Hace un tiempo leí en una revista que la crítica destructiva supone del 30 al 40% de los temas de conversación. En EEUU, el reverendo Will Bowen propuso hacer un experimento. Entregó a su congregación una pulsera morada que implicaba un reto: pasar 21 días sin quejarse, aunque se podían hacer comentarios negativos, siempre que fueran desde el respeto y con una solución. El resultado fue que sus feligreses, en vez de despotricar sin fin, empezaron a resolver sus problemas, sintiéndose más unidos y felices.

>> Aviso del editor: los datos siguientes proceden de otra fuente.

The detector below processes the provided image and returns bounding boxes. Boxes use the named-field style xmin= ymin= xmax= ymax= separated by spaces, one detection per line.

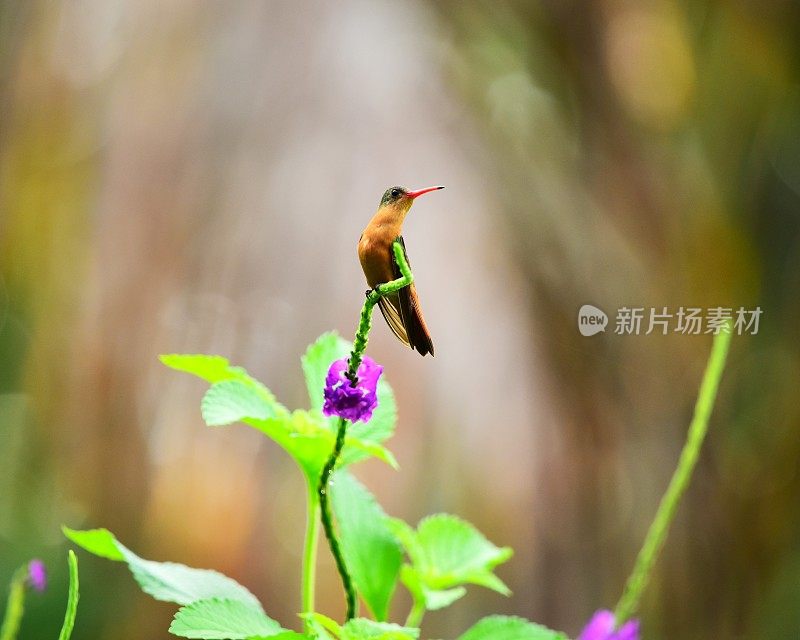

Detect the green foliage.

A raíz de esta prueba, Bowen ha escrito un libro, (convertido ya en best seller) llamado Un mundo sin quejas, y lo que es más importante, ya se han repartido más de 10 millones de pulseras.
Decido poner en marcha las enseñanzas de este buen hombre y me propongo pasar una semana entera sin quejarme, palabra, partiendo de la base, que no soy de quejarme, o eso creo, y que estoy a favor de las protestas justas y que nada me gustaría menos que convertirme en ese tipo de personas avestruz, que esconden la cabeza y se niegan a ver los problemas.

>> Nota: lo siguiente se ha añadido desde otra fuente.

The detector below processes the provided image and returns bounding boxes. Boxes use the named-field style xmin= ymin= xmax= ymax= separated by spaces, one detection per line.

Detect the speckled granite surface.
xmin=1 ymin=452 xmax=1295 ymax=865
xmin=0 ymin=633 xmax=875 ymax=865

El, muchas veces mal entendido, pensamiento positivo ha provocado muchas miopías. Creo firmemente que muchos de los logros y avances de la humanidad hay que agradecérselos a los protestones. Pero una cosa es la protesta dirigida a un fin y otra el pataleo improductivo, que no conduce a nada. Hace tiempo yo pensaba que si conducía a algo, el desahogo. Los bebés lloran cuando algo les molesta, incluso cuando no tienen frío, ni hambre y sus pañales están limpios, no sufren en silencio, y, consecuentemente, son más sanos y espontáneos que nosotros. Desde hace algún tiempo he empezado a pensar que las quejas funcionan un poco como las nuevas tecnologías. Uno las sube a la nube, las almacena pero no las publica y ahí se quedan. Miles de quejas se apilan cada día en el storage de Quejigram, sin que nadie las atienda, ni las escuche y así, van encapotando nuestros cielos y nos obligan a vivir eternos días nublados.
Por ello, os animo a uniros a este reto, poneros vuestra pulsera para recordaros que estáis en vuestra semana complain less. Porque tanto tú como yo, sabemos que no hace falta ser mártires y ni personas sacrificadas para tener tendencia a quejarse (ellos tienen más motivos). La soltera que se quedó cuidando de sus parientes, el marido o la mujer que no se divorciaron a tiempo y que aguantaron por sus hijos o por otras razones; el que cuida a un enfermo de alzheimer 24 horas al día y rechaza cualquier tipo ayuda. Todos son candidatos seguros a la queja. Si uno pretende dejar de quejarse, debe también evitar, en la medida de lo posible, las situaciones que tienen muchas posibilidades de derivar en protesta.
Antes siempre pensaba que las personas que no se quejan son las más felices, por eso no protestan; pero cabe también la posibilidad de que hayan alcanzado la felicidad, precisamente por no quejarse.